Access to marine resources in Tsitsikamma has been a controversial issue since the Seventies when communities living around the park started to demand access to marine resources, Scott said.

Nel said the Tsitsikamma National Park is South Africa’s oldest and largest marine protected area and described it as the marine equivalent of the Kruger National Park.

”The park provides a breeding reserve for reef fish that reseed adjacent line-fishing areas,” he said. ”This service is made all that more important due to the absolute failure of traditional management of line fish in adjacent areas.”

There are 19 marine protected areas in South Africa at present. Only two of these areas are no-take areas — areas where no fishing in any form is allowed — and Tsitsikamma is one of them. In the other 17 areas limited angling, mostly from the shoreline, is allowed.

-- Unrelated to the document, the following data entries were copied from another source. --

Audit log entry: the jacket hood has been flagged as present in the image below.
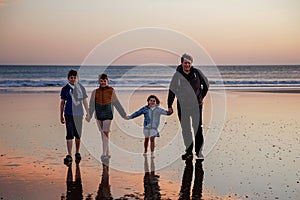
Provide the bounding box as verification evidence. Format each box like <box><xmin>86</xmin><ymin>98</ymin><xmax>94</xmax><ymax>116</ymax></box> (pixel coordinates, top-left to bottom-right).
<box><xmin>176</xmin><ymin>64</ymin><xmax>182</xmax><ymax>72</ymax></box>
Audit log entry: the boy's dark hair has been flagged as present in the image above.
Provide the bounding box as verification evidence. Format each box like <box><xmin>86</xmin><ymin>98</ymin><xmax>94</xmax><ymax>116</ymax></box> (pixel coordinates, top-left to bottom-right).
<box><xmin>68</xmin><ymin>69</ymin><xmax>78</xmax><ymax>78</ymax></box>
<box><xmin>99</xmin><ymin>73</ymin><xmax>108</xmax><ymax>80</ymax></box>
<box><xmin>147</xmin><ymin>95</ymin><xmax>160</xmax><ymax>105</ymax></box>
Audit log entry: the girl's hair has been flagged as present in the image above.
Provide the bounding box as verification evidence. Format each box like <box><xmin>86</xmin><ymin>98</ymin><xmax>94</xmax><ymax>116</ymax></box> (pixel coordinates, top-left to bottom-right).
<box><xmin>98</xmin><ymin>73</ymin><xmax>108</xmax><ymax>80</ymax></box>
<box><xmin>147</xmin><ymin>95</ymin><xmax>160</xmax><ymax>105</ymax></box>
<box><xmin>68</xmin><ymin>69</ymin><xmax>78</xmax><ymax>78</ymax></box>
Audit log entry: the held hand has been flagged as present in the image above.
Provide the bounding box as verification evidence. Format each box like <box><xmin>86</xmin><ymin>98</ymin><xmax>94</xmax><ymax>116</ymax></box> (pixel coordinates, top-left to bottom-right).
<box><xmin>85</xmin><ymin>117</ymin><xmax>90</xmax><ymax>122</ymax></box>
<box><xmin>124</xmin><ymin>116</ymin><xmax>130</xmax><ymax>120</ymax></box>
<box><xmin>168</xmin><ymin>107</ymin><xmax>173</xmax><ymax>115</ymax></box>
<box><xmin>85</xmin><ymin>114</ymin><xmax>91</xmax><ymax>122</ymax></box>
<box><xmin>199</xmin><ymin>99</ymin><xmax>203</xmax><ymax>105</ymax></box>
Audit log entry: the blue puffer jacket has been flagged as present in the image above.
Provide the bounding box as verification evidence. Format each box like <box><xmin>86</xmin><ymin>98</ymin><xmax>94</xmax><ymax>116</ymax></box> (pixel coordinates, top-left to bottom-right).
<box><xmin>129</xmin><ymin>105</ymin><xmax>169</xmax><ymax>129</ymax></box>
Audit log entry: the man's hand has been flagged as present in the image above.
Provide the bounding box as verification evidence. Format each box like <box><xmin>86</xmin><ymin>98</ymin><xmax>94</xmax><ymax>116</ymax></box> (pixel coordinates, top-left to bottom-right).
<box><xmin>168</xmin><ymin>107</ymin><xmax>173</xmax><ymax>115</ymax></box>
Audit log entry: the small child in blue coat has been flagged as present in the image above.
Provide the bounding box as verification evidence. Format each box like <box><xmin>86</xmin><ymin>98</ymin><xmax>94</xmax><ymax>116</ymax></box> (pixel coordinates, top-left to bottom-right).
<box><xmin>126</xmin><ymin>95</ymin><xmax>171</xmax><ymax>156</ymax></box>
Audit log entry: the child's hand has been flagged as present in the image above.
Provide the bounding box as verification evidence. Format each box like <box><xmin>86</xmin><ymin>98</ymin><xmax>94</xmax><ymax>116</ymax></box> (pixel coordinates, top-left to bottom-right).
<box><xmin>124</xmin><ymin>116</ymin><xmax>130</xmax><ymax>120</ymax></box>
<box><xmin>85</xmin><ymin>114</ymin><xmax>91</xmax><ymax>122</ymax></box>
<box><xmin>60</xmin><ymin>115</ymin><xmax>65</xmax><ymax>124</ymax></box>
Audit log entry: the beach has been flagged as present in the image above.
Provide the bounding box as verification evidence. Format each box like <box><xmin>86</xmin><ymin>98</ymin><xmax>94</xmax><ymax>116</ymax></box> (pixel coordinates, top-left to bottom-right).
<box><xmin>0</xmin><ymin>90</ymin><xmax>299</xmax><ymax>199</ymax></box>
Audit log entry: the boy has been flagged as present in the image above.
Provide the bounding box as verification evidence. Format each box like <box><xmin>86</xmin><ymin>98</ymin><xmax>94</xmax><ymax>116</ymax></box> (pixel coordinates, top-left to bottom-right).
<box><xmin>60</xmin><ymin>69</ymin><xmax>89</xmax><ymax>165</ymax></box>
<box><xmin>86</xmin><ymin>73</ymin><xmax>127</xmax><ymax>163</ymax></box>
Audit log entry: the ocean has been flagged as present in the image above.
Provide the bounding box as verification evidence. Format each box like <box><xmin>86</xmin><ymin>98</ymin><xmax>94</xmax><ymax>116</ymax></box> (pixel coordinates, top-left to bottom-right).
<box><xmin>0</xmin><ymin>65</ymin><xmax>300</xmax><ymax>93</ymax></box>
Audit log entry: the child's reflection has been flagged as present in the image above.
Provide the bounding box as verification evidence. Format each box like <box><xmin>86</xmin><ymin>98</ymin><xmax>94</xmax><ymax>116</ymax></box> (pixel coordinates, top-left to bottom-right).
<box><xmin>62</xmin><ymin>163</ymin><xmax>83</xmax><ymax>200</ymax></box>
<box><xmin>96</xmin><ymin>164</ymin><xmax>113</xmax><ymax>200</ymax></box>
<box><xmin>143</xmin><ymin>155</ymin><xmax>161</xmax><ymax>199</ymax></box>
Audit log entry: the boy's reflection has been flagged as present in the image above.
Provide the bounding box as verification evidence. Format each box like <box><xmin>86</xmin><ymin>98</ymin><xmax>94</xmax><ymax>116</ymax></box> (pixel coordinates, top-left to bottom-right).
<box><xmin>96</xmin><ymin>164</ymin><xmax>113</xmax><ymax>200</ymax></box>
<box><xmin>63</xmin><ymin>163</ymin><xmax>83</xmax><ymax>200</ymax></box>
<box><xmin>179</xmin><ymin>159</ymin><xmax>204</xmax><ymax>200</ymax></box>
<box><xmin>143</xmin><ymin>155</ymin><xmax>161</xmax><ymax>199</ymax></box>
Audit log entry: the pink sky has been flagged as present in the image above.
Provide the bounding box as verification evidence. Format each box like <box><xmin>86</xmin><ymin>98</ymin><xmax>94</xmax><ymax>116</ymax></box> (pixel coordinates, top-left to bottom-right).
<box><xmin>0</xmin><ymin>0</ymin><xmax>299</xmax><ymax>65</ymax></box>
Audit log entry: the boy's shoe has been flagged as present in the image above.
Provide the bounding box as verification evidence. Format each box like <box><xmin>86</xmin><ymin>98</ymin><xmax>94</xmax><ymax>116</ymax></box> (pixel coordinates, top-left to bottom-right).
<box><xmin>101</xmin><ymin>155</ymin><xmax>110</xmax><ymax>166</ymax></box>
<box><xmin>196</xmin><ymin>151</ymin><xmax>204</xmax><ymax>160</ymax></box>
<box><xmin>181</xmin><ymin>153</ymin><xmax>193</xmax><ymax>160</ymax></box>
<box><xmin>64</xmin><ymin>155</ymin><xmax>72</xmax><ymax>165</ymax></box>
<box><xmin>75</xmin><ymin>153</ymin><xmax>81</xmax><ymax>163</ymax></box>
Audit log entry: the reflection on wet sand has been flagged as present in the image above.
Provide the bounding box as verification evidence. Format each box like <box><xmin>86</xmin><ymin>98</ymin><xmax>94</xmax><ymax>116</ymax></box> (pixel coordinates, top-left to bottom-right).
<box><xmin>61</xmin><ymin>163</ymin><xmax>83</xmax><ymax>200</ymax></box>
<box><xmin>179</xmin><ymin>159</ymin><xmax>204</xmax><ymax>200</ymax></box>
<box><xmin>96</xmin><ymin>163</ymin><xmax>113</xmax><ymax>200</ymax></box>
<box><xmin>60</xmin><ymin>156</ymin><xmax>177</xmax><ymax>199</ymax></box>
<box><xmin>90</xmin><ymin>155</ymin><xmax>163</xmax><ymax>199</ymax></box>
<box><xmin>143</xmin><ymin>155</ymin><xmax>161</xmax><ymax>199</ymax></box>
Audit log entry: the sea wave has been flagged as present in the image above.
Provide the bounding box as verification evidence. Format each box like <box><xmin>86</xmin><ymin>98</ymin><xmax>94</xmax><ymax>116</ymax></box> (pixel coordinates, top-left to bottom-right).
<box><xmin>1</xmin><ymin>65</ymin><xmax>300</xmax><ymax>93</ymax></box>
<box><xmin>1</xmin><ymin>79</ymin><xmax>300</xmax><ymax>88</ymax></box>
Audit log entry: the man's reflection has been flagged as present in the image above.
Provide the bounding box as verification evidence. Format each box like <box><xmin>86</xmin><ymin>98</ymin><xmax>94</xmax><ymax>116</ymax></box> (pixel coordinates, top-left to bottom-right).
<box><xmin>179</xmin><ymin>159</ymin><xmax>204</xmax><ymax>200</ymax></box>
<box><xmin>144</xmin><ymin>155</ymin><xmax>161</xmax><ymax>199</ymax></box>
<box><xmin>63</xmin><ymin>163</ymin><xmax>83</xmax><ymax>200</ymax></box>
<box><xmin>96</xmin><ymin>163</ymin><xmax>113</xmax><ymax>200</ymax></box>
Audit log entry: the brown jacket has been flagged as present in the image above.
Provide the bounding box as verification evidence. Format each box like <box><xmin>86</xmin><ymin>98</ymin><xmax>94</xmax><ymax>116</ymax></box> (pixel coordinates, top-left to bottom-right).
<box><xmin>89</xmin><ymin>86</ymin><xmax>126</xmax><ymax>120</ymax></box>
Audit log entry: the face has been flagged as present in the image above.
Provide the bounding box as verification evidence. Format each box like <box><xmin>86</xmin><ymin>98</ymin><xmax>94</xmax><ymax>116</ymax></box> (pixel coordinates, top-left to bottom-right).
<box><xmin>148</xmin><ymin>98</ymin><xmax>156</xmax><ymax>107</ymax></box>
<box><xmin>182</xmin><ymin>58</ymin><xmax>192</xmax><ymax>74</ymax></box>
<box><xmin>68</xmin><ymin>75</ymin><xmax>78</xmax><ymax>85</ymax></box>
<box><xmin>99</xmin><ymin>79</ymin><xmax>108</xmax><ymax>87</ymax></box>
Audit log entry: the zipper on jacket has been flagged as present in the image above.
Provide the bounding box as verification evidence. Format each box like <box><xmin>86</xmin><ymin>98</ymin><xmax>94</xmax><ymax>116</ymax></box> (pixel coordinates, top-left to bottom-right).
<box><xmin>150</xmin><ymin>107</ymin><xmax>157</xmax><ymax>129</ymax></box>
<box><xmin>150</xmin><ymin>108</ymin><xmax>153</xmax><ymax>128</ymax></box>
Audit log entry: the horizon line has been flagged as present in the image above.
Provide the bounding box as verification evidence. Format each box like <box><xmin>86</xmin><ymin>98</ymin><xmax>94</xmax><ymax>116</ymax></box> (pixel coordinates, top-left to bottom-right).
<box><xmin>0</xmin><ymin>64</ymin><xmax>300</xmax><ymax>67</ymax></box>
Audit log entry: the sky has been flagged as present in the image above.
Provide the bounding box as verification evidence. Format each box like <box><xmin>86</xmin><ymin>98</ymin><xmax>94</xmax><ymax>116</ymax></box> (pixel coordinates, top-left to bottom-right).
<box><xmin>0</xmin><ymin>0</ymin><xmax>299</xmax><ymax>65</ymax></box>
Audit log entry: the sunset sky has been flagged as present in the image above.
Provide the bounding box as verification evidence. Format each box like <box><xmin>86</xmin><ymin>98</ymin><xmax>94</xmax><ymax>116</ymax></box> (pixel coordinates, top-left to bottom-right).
<box><xmin>0</xmin><ymin>0</ymin><xmax>299</xmax><ymax>65</ymax></box>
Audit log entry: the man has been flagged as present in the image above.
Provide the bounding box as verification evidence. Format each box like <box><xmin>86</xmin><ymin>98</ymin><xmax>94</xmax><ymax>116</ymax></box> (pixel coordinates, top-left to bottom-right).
<box><xmin>168</xmin><ymin>53</ymin><xmax>209</xmax><ymax>160</ymax></box>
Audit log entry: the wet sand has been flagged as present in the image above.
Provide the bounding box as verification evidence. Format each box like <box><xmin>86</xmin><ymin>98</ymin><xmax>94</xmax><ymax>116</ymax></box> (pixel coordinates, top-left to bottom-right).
<box><xmin>0</xmin><ymin>90</ymin><xmax>299</xmax><ymax>199</ymax></box>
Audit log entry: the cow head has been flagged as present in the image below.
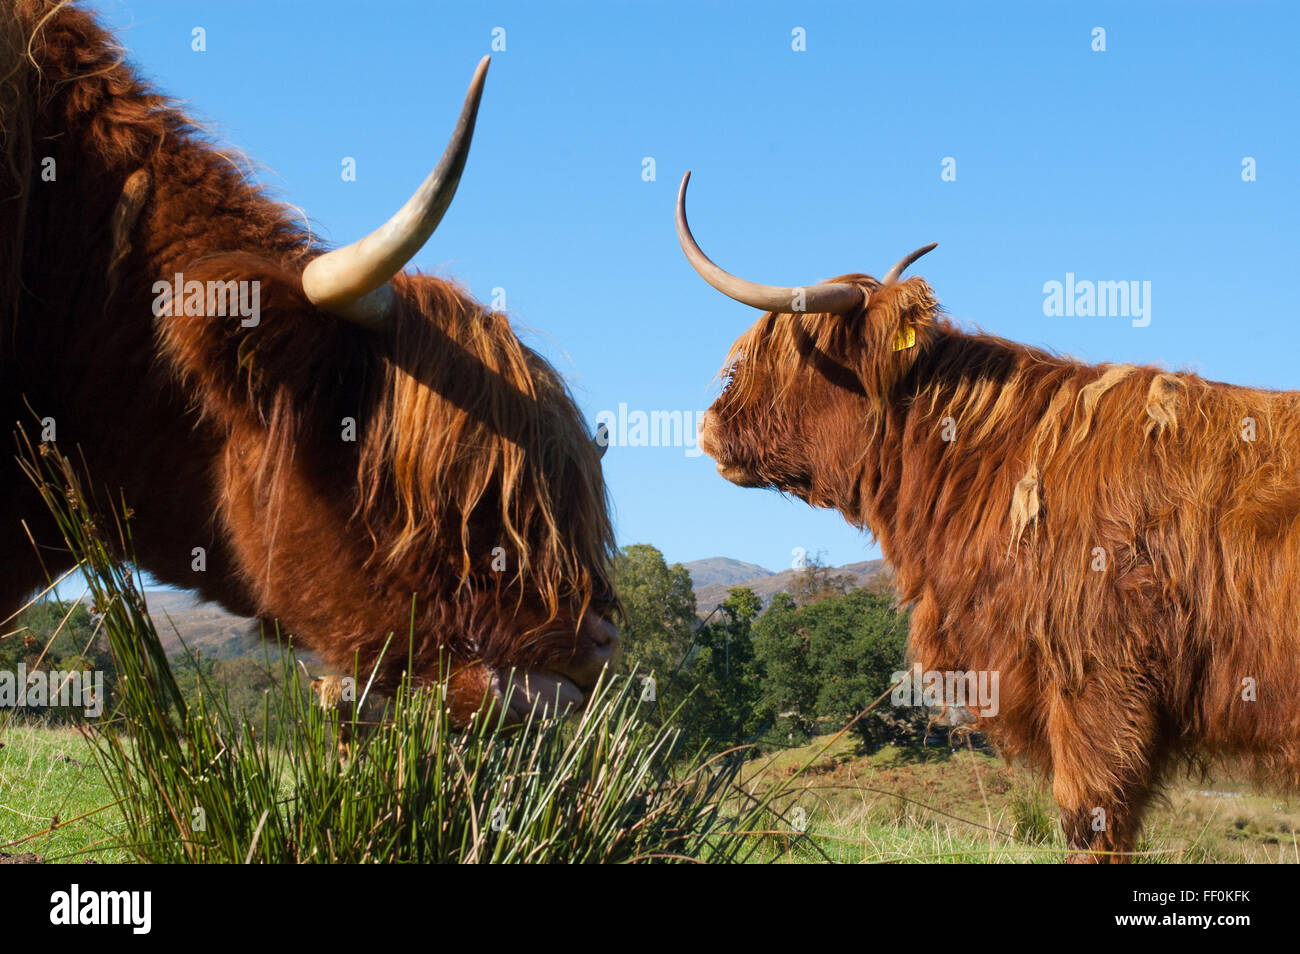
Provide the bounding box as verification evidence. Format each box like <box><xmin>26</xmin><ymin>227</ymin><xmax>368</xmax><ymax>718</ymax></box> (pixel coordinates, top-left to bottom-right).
<box><xmin>676</xmin><ymin>172</ymin><xmax>940</xmax><ymax>510</ymax></box>
<box><xmin>157</xmin><ymin>59</ymin><xmax>620</xmax><ymax>726</ymax></box>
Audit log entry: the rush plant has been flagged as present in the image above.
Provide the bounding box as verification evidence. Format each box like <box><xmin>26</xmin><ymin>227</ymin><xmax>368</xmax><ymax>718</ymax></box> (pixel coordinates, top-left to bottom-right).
<box><xmin>19</xmin><ymin>436</ymin><xmax>800</xmax><ymax>864</ymax></box>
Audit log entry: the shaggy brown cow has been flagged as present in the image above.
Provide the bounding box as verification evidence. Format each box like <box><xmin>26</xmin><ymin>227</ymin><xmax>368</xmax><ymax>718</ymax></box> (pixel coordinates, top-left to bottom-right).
<box><xmin>0</xmin><ymin>1</ymin><xmax>619</xmax><ymax>725</ymax></box>
<box><xmin>678</xmin><ymin>171</ymin><xmax>1300</xmax><ymax>861</ymax></box>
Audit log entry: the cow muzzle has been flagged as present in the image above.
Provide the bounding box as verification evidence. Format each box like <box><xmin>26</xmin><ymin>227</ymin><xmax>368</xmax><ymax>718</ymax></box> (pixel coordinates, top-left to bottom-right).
<box><xmin>491</xmin><ymin>612</ymin><xmax>621</xmax><ymax>723</ymax></box>
<box><xmin>697</xmin><ymin>410</ymin><xmax>722</xmax><ymax>459</ymax></box>
<box><xmin>698</xmin><ymin>411</ymin><xmax>766</xmax><ymax>488</ymax></box>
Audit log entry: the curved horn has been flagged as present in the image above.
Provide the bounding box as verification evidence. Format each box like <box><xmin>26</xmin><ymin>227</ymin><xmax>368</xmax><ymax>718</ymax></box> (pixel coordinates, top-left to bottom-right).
<box><xmin>882</xmin><ymin>243</ymin><xmax>938</xmax><ymax>284</ymax></box>
<box><xmin>301</xmin><ymin>56</ymin><xmax>491</xmax><ymax>330</ymax></box>
<box><xmin>676</xmin><ymin>172</ymin><xmax>864</xmax><ymax>316</ymax></box>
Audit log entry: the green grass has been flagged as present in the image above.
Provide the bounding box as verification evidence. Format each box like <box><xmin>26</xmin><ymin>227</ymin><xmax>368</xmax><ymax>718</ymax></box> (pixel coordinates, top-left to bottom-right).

Scott said that in the Robben Island area abalone fishing is allowed because it has proved to be sustainable and in the St Lucia marine protected area small-scale fishers who use eco-friendly catching methods are allowed to fish.

”The local folk are permitted to fish on an exemption basis and not on rights, which are yet to be allocated,” he said. ”In multiple use areas marine ecotourism activities are allowed, such as scuba diving.”

Scott said that in the case of the Dwesa-Cwebe marine protected area in Transkei, where communities applied for a permit for subsistence fishing, permission could be granted if it can be determined that it is sustainable.

Nel said the WWF considers the case of Dwesa-Cwebe to be different to the Tsitsikamma case because the community wants to fish to put food on the table, not for recreational purposes.

If Dwesa-Cwebe receives fishing rights, it will be the first time the government will allow subsistence fishing in a marine protected area.

”There are no subsistence fishing rights anywhere in South Africa. A policy that would have been a basis for such is under development and fishing does take place, such as in St Lucia, but on an exemption basis,” said Scott.

He said fishing stocks can be protected by limiting the number of individuals setting out to fish at any given period or area and regulating the fishing methods, periods, species and minimum fish size.

A recent WWF report found that line-fish exports from marine protected areas in South Africa were valued at R33-million. In 2004 South Africa committed itself to a process under the World Parks Congress of protecting 20% of South Africa’s marine areas, but Nel said that at present only 9% of South Africa’s coastline is protected.